Barbacoa was the Caribbean word for the stilt platforms and grids of green sticks used for cooking and especially smoking the food, which rendered it safe for storage by dehydrating it and killing bacteria. Plus it made it taste good. "I talk about barbecue coming up with the pirates along the East Coast," Dan says, and it may be so. "The tradition wafted inland like hickory smoke."
Speaking of smoke, of course, that's the point: the smoke contains elements that kill bacteria and, along with the fire drying out the meat, which meant an animal could be eaten for months, rather than days. Turns out the smoke makes it taste good, too -- whether you're plucking pieces off a pit-smoked pig during a nice all-day Carolina pig-picking or eating venison in February that you killed in November. Nowadays many people use professional-grade smokers like the one Dan displays above, but you'll be invited to plenty of parties with a pig coming out of a pit -- or on a grill. One of Raleigh's best barbecue restaurants is still called The Pit.

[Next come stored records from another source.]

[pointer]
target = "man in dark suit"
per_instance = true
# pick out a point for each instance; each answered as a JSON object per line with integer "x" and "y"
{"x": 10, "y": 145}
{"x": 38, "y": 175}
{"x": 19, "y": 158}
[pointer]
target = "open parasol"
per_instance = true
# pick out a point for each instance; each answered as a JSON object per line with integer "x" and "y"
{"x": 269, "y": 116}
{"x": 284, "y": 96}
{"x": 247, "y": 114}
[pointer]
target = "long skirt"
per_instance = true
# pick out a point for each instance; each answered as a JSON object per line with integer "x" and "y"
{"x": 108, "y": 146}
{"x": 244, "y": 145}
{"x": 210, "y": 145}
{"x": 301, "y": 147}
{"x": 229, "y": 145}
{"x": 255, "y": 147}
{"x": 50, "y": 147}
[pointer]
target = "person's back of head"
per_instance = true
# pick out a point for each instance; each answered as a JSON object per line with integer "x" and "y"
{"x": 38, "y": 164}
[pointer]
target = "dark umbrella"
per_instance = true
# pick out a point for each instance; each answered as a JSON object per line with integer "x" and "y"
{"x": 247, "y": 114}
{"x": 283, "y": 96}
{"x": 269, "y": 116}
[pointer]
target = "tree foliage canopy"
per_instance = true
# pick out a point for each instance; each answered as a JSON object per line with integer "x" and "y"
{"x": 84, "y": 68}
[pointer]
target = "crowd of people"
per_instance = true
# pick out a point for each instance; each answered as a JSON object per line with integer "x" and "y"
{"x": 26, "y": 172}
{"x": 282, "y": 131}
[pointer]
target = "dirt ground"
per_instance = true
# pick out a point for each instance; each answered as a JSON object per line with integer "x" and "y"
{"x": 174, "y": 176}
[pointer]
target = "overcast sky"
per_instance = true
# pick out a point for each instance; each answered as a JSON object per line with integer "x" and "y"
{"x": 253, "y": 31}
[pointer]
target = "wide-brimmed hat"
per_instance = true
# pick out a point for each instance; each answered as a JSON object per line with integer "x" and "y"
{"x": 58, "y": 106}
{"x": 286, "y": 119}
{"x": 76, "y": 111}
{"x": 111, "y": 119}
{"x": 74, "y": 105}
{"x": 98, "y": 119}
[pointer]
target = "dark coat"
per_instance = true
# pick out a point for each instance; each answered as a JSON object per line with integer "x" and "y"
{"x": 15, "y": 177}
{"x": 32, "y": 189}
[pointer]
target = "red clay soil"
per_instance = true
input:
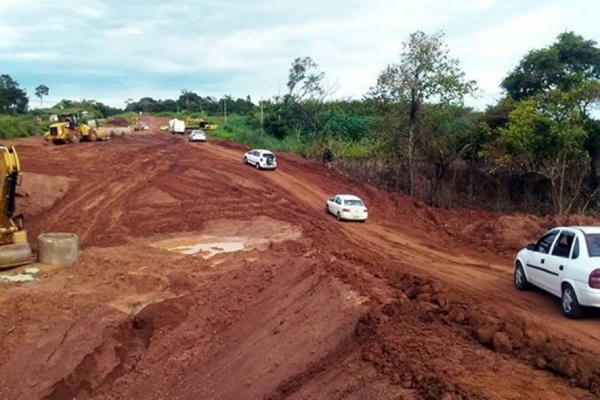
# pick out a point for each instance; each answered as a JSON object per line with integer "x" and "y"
{"x": 417, "y": 303}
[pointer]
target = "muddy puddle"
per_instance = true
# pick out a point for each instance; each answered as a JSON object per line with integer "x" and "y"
{"x": 231, "y": 236}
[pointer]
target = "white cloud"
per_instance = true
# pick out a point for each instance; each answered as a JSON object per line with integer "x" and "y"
{"x": 112, "y": 50}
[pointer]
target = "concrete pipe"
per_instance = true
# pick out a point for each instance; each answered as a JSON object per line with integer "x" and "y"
{"x": 59, "y": 249}
{"x": 123, "y": 131}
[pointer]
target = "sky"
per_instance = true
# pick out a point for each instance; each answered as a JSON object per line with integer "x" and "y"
{"x": 114, "y": 50}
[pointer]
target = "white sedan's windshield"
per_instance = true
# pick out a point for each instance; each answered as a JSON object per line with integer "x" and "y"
{"x": 353, "y": 203}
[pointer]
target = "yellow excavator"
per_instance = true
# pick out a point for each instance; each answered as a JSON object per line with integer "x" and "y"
{"x": 72, "y": 131}
{"x": 14, "y": 247}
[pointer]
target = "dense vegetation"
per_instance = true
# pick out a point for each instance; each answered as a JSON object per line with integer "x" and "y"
{"x": 536, "y": 150}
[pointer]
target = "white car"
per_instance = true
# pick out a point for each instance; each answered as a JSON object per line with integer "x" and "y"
{"x": 197, "y": 135}
{"x": 261, "y": 159}
{"x": 347, "y": 207}
{"x": 565, "y": 262}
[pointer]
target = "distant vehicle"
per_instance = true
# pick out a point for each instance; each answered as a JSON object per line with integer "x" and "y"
{"x": 261, "y": 159}
{"x": 347, "y": 207}
{"x": 177, "y": 126}
{"x": 197, "y": 135}
{"x": 564, "y": 262}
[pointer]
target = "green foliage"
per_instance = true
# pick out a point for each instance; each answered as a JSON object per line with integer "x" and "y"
{"x": 425, "y": 72}
{"x": 564, "y": 65}
{"x": 13, "y": 99}
{"x": 41, "y": 91}
{"x": 20, "y": 126}
{"x": 238, "y": 130}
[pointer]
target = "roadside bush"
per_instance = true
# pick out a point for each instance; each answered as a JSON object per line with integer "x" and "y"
{"x": 21, "y": 126}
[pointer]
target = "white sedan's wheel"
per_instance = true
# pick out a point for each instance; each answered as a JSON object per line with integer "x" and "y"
{"x": 520, "y": 278}
{"x": 570, "y": 304}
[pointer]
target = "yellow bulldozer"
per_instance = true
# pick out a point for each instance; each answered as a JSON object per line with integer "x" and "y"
{"x": 14, "y": 247}
{"x": 70, "y": 130}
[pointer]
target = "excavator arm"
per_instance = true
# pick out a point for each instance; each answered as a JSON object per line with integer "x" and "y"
{"x": 14, "y": 247}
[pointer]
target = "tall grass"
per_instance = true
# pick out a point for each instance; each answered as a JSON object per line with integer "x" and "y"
{"x": 236, "y": 129}
{"x": 21, "y": 126}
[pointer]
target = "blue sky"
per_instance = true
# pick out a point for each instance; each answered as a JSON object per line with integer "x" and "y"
{"x": 113, "y": 50}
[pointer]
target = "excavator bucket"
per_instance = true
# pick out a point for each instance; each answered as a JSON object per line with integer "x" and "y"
{"x": 14, "y": 247}
{"x": 15, "y": 254}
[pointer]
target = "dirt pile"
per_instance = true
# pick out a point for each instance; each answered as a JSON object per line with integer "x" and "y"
{"x": 200, "y": 277}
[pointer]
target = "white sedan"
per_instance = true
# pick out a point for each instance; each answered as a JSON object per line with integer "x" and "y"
{"x": 197, "y": 135}
{"x": 564, "y": 262}
{"x": 347, "y": 207}
{"x": 261, "y": 159}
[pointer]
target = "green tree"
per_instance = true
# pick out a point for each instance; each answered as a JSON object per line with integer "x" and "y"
{"x": 307, "y": 96}
{"x": 570, "y": 66}
{"x": 41, "y": 91}
{"x": 546, "y": 136}
{"x": 425, "y": 72}
{"x": 13, "y": 99}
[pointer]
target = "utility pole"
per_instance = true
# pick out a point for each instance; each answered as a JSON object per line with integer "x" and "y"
{"x": 262, "y": 117}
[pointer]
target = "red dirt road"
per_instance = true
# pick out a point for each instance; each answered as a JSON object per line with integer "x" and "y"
{"x": 416, "y": 303}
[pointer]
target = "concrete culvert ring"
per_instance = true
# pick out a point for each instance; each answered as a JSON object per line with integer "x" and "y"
{"x": 58, "y": 248}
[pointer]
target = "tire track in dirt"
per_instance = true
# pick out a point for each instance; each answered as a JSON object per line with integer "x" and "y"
{"x": 491, "y": 281}
{"x": 117, "y": 184}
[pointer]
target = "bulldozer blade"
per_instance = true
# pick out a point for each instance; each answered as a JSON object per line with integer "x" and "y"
{"x": 14, "y": 255}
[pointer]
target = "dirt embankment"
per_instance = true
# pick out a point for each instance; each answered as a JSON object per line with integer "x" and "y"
{"x": 200, "y": 277}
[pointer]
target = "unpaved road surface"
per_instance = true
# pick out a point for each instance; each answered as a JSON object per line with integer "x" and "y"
{"x": 201, "y": 278}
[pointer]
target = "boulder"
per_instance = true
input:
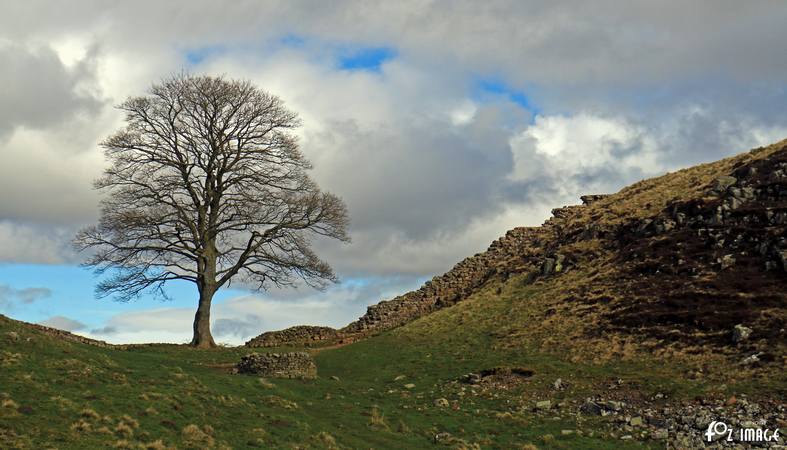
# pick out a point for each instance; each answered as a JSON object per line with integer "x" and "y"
{"x": 720, "y": 185}
{"x": 740, "y": 333}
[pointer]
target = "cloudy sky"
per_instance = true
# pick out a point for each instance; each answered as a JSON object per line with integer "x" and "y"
{"x": 441, "y": 124}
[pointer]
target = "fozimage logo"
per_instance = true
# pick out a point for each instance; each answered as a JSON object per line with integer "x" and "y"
{"x": 720, "y": 430}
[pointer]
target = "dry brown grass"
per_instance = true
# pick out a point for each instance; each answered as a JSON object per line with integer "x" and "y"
{"x": 196, "y": 438}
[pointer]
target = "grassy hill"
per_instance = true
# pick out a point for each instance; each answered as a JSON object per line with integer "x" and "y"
{"x": 628, "y": 344}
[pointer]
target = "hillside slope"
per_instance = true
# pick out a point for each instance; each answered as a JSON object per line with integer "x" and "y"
{"x": 611, "y": 327}
{"x": 669, "y": 264}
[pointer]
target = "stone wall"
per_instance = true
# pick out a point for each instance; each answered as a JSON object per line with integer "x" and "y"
{"x": 302, "y": 335}
{"x": 742, "y": 219}
{"x": 279, "y": 365}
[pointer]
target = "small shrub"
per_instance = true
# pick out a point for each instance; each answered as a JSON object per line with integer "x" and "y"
{"x": 377, "y": 419}
{"x": 89, "y": 414}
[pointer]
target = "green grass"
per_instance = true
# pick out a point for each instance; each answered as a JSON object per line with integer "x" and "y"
{"x": 59, "y": 394}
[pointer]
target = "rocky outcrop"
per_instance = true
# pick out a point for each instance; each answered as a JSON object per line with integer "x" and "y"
{"x": 302, "y": 335}
{"x": 520, "y": 249}
{"x": 279, "y": 365}
{"x": 670, "y": 245}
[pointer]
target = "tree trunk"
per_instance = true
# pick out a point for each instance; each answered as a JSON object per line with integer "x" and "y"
{"x": 202, "y": 337}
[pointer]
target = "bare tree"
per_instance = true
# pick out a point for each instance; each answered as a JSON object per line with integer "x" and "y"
{"x": 207, "y": 185}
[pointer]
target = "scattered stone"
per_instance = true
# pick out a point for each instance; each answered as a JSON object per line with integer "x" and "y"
{"x": 441, "y": 403}
{"x": 442, "y": 437}
{"x": 548, "y": 266}
{"x": 544, "y": 405}
{"x": 751, "y": 360}
{"x": 279, "y": 365}
{"x": 720, "y": 185}
{"x": 740, "y": 333}
{"x": 726, "y": 262}
{"x": 660, "y": 434}
{"x": 613, "y": 405}
{"x": 591, "y": 408}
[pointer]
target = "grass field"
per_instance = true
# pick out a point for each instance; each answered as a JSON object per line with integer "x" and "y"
{"x": 378, "y": 393}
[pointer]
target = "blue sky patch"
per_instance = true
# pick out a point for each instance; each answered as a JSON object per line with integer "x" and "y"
{"x": 368, "y": 58}
{"x": 486, "y": 87}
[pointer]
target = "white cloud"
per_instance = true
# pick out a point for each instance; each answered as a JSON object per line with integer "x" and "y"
{"x": 431, "y": 171}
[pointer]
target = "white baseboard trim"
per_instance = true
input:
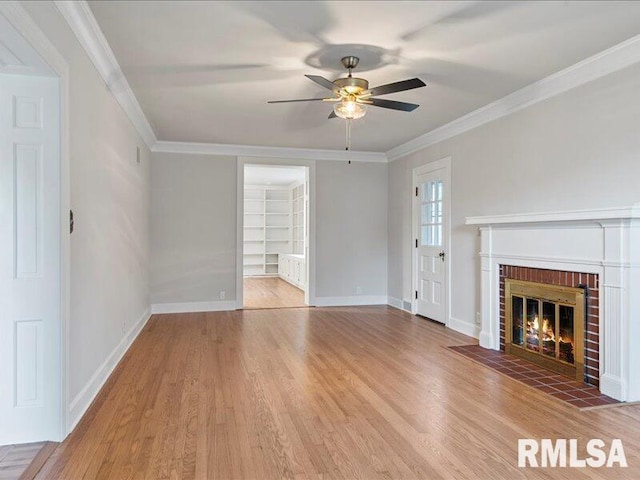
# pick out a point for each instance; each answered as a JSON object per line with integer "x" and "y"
{"x": 82, "y": 401}
{"x": 351, "y": 301}
{"x": 613, "y": 386}
{"x": 461, "y": 326}
{"x": 193, "y": 307}
{"x": 397, "y": 303}
{"x": 394, "y": 302}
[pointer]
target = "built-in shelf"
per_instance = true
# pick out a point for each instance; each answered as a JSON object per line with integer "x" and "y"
{"x": 267, "y": 214}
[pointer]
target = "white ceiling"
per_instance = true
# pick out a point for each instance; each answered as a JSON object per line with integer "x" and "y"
{"x": 280, "y": 176}
{"x": 203, "y": 71}
{"x": 17, "y": 56}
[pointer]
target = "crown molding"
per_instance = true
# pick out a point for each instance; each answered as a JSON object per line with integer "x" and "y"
{"x": 631, "y": 212}
{"x": 267, "y": 152}
{"x": 83, "y": 24}
{"x": 608, "y": 61}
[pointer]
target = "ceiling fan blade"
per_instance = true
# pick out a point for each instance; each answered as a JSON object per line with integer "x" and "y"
{"x": 300, "y": 100}
{"x": 328, "y": 84}
{"x": 395, "y": 87}
{"x": 392, "y": 104}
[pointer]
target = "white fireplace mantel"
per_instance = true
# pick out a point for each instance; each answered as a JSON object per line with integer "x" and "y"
{"x": 603, "y": 241}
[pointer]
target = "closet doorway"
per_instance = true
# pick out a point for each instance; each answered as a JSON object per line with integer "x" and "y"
{"x": 275, "y": 236}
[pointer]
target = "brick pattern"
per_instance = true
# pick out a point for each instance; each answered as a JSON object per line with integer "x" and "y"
{"x": 564, "y": 279}
{"x": 577, "y": 394}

And as much as Dan loves Carolina barbecue and its many approaches, he knows that in reality it's that simplest of things: meat + fire + smoke + time = good eating. "The great food cultures of the world start with poor people getting the poor cuts of mean," he says. "How do you tenderize it? What do poor people have a lot of? Time, wood, smoke.

"When I grew up in Charlotte in the 50s and 60s, barbecue was not an urban white thing at all," he says. It was something you went out to the poorer quarters for, and bought there. What's more, if you get right down to it, "It's meat and fire. It's animals and lightning. Barbecue started when the first wooly mammoth fell in the campfire." 

Still, he sees Lawson as playing an important role with barbecue like he does with so much of Carolina and Southeastern culture. "The significance of Lawson is he didn't hang around the coast. He went into the backwoods." He witnessed all the ways Indian cultures barbecued their meat, and "I would argue that it was Lawson who first took that tradition back over the Atlantic." I didn't see a trace of barbecue when I visited Lawson's botanical specimens at the Museum of Natural History in London, but Lawson did return to England in 1709 and stay for a year. I expect he ate with some tastemakers, and if he didn't carry the message, surely his book did when it came out that year.

You can bet we'll be arguing about barbecue in the Carolinas for at least another 300 years. But as ever when it comes to the Carolinas, Lawson helped set the terms of the discussion.